Teradata Package for R Function Reference | 17.00 - td_parametric_test_valib - Teradata Package for R - Look here for syntax, methods and examples for the functions included in the Teradata Package for R.

Teradata® Package for R Function Reference

Product
Teradata Package for R
Release Number
17.00
Published
July 2021
Language
English (United States)
Last Update
2023-08-08
dita:id
B700-4007
NMT
no
Product Category
Teradata Vantage
Parametric Tests

Description

Parametric tests make assumptions about the data, such as the observations being normally distributed. This can be verified with a test of normality prior to executing a parametric test. Both T-Tests and F-Tests are provided. T-Tests can be either paired or unpaired, while the unpaired T-Tests can be with or without an indicator variable.
F-Tests can be 1-way, 2-way or 3-way. 2-way tests can have equal or unequal cell counts (count of rows having a combination of distinct column values), while the 3-way test must have equal cell counts. A 1-way test has 1 independent input column, a 2-way test has 2 independent columns and a 3-way test has 3 independent columns in addition to a dependent "column of interest".
Detailed information about each test can be found in 'Statistical Tests offered' section.

Usage

td_parametric_test_valib(data, ...)

Arguments

data

Required Argument.
Specifies the input data to run statistical tests.
Types: tbl_teradata

...

Specifies other arguments supported by the function as described in the 'Other Arguments' section.

Value

Function returns an object of class "td_parametric_test_valib" which is a named list containing object of class "tbl_teradata".
Named list member can be referenced directly with the "$" operator using name: result.

Other Arguments

columns

Optional Argument.
Specifies the name(s) of the column(s) representing independent variables to be analyzed in a F-Test N-Way with Equal Cell Counts analysis. There can be 1, 2 or 3 columns listed in this parameter. If 2 or 3 columns, cell counts (the count of rows having a combination of distinct column values) should be the same.
Types: character OR vector of Strings (character)

dependent.column

Optional Argument.
Specifies the name of the column representing the dependent variable in an F-Test.
Types: character

equal.variance

Optional Argument.
Required when the argument "near.dep.report" is set to TRUE.
Specifies the condition index threshold parameter to generate Near Dependency Report.
Default Value: 30
Types: numeric

fallback

Optional Argument.
Specifies whether the FALLBACK is requested as in the output result or not.
Default Value: FALSE
Types: logical

first.column

Optional Argument.
Specifies the name of the column representing the first variable to analyze for a T-test. For an F-Test, specifies the name of the column representing the first independent variable in the analysis.
Types: character

first.column.values

Optional Argument.
Specifies a list of the "first.column" values to be included in the analysis.
Types: Integer, Numeric, character OR vector of Integers, Numerics, Strings (character)

group.columns

Optional Argument.
Specifies the name(s) of the column(s) for grouping so that a separate result is produced for each value or combination of values in the specified column or columns.
Note:

  • This option is not available for an F 2-way analysis.

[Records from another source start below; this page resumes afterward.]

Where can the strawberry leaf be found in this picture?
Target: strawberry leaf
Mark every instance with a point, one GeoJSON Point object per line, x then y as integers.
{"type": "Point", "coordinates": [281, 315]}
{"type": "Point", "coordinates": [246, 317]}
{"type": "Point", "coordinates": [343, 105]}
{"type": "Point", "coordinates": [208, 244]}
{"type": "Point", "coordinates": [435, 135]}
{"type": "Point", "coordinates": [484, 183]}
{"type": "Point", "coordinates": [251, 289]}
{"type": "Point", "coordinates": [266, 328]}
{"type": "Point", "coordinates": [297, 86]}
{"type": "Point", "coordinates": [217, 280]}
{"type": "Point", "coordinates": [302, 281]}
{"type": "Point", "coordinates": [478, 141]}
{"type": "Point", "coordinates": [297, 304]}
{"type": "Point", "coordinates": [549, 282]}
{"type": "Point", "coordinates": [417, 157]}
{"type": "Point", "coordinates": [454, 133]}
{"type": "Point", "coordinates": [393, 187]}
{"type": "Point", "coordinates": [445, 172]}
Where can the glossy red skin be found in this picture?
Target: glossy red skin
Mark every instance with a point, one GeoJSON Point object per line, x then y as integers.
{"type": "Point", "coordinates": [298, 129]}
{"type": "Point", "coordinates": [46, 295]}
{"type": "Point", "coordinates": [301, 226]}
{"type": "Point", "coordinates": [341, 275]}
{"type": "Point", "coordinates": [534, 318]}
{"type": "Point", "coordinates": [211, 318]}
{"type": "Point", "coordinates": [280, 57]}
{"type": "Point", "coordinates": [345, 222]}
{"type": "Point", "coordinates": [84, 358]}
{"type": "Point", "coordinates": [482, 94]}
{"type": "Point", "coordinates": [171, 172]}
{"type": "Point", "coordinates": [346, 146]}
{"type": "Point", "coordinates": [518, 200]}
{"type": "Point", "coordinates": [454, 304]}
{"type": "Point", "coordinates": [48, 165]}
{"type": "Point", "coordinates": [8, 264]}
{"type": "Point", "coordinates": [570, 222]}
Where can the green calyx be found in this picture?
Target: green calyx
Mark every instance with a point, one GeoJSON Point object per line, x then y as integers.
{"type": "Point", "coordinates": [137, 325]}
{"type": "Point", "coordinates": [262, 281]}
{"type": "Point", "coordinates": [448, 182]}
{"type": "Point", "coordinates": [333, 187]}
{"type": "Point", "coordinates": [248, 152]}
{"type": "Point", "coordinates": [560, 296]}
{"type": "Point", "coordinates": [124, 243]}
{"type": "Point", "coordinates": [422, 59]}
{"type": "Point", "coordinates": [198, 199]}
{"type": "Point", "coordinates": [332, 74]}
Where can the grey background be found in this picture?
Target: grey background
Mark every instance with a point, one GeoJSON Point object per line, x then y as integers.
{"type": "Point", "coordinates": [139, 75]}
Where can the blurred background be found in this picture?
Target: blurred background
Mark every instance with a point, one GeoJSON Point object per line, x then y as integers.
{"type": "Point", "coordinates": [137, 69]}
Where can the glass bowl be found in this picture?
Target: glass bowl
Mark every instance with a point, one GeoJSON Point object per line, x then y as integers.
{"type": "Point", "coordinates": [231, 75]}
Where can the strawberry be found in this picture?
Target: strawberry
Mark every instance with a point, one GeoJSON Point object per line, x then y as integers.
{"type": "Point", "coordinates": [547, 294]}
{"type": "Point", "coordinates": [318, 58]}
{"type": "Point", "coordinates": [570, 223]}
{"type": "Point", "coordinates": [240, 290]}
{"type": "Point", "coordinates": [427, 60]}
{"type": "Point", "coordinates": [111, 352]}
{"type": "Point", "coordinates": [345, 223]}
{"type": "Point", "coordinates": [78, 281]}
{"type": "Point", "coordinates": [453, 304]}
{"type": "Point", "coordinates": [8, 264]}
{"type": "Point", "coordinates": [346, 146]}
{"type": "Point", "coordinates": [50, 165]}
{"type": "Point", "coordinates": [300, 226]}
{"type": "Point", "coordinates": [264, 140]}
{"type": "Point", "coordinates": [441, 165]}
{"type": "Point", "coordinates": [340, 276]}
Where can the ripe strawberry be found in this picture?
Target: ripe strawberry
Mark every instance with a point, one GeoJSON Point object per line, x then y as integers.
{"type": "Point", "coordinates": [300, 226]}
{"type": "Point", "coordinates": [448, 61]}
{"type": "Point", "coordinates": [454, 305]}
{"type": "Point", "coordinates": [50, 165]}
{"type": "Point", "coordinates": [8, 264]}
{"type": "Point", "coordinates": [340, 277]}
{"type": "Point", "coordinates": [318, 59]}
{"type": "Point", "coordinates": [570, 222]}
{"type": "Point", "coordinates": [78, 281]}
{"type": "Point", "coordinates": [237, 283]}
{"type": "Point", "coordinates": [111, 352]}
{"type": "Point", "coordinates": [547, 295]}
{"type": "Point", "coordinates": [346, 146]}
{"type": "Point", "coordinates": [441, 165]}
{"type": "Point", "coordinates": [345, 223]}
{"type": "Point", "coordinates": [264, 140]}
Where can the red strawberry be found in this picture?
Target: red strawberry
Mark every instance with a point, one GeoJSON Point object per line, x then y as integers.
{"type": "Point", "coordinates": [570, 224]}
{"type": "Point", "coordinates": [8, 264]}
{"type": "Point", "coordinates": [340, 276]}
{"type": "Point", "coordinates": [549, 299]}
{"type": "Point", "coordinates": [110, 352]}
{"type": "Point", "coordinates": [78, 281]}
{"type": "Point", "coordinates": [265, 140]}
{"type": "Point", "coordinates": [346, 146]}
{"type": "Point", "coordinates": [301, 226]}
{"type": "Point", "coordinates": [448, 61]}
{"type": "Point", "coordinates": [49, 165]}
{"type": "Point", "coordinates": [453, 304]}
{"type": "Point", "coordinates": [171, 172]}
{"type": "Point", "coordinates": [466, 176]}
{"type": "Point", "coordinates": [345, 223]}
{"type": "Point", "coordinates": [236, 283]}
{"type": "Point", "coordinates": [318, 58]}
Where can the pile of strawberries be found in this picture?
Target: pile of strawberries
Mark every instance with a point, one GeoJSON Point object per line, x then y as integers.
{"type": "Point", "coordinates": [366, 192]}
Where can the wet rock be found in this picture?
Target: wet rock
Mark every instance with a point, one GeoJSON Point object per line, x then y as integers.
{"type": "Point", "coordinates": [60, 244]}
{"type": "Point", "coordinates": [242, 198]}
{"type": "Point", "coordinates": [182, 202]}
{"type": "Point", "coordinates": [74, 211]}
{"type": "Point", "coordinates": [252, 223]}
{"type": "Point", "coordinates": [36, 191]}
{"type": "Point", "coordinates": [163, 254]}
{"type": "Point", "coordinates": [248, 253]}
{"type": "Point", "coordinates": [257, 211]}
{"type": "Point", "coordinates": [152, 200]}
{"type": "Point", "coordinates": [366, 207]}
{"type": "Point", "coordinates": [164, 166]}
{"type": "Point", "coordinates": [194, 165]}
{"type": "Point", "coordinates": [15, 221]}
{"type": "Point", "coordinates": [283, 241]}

Types: character OR vector of Strings (character)

allow.duplicates

Optional Argument.
Specifies whether duplicates are allowed in the output or not.
Default Value: FALSE
Types: logical

paired

Optional Argument.
Specifies whether the first and second column values are matched with each other. When set to TRUE, the mean difference is also analyzed.
Default Value: FALSE
Note:

  • This is an option for T-Test.

Types: logical

second.column

Optional Argument.
Specifies the name of the column representing the second variable to analyze. If the "with.indicator" argument is set to TRUE, the second column is used to define two analysis categories, one where the second column is negative or zero, and another where the second column is positive.
For an F-Test, specifies the name of the column representing the second independent variable in the analysis.
Note:

  • Date Type is not allowed to be used for the paired T-Test.

Types: character

second.column.values

Optional Argument. Required for a 2-way F-Test with Unequal Cell Counts.
Specifies a list of the "second.column" values to be included in the analysis.
Types: Integer, Numeric, character OR vector of Integers, Numerics, Strings (character)

stats.database

Optional Argument.
Specifies the database where the statistical test metadata tables are installed. If not specified, the source database is searched for these metadata tables.
Types: character

style

Optional Argument.
Specifies the test style.
Permitted Values:

  1. 't' - T-Test paired, unpaired or unpaired with indicator variable (second column).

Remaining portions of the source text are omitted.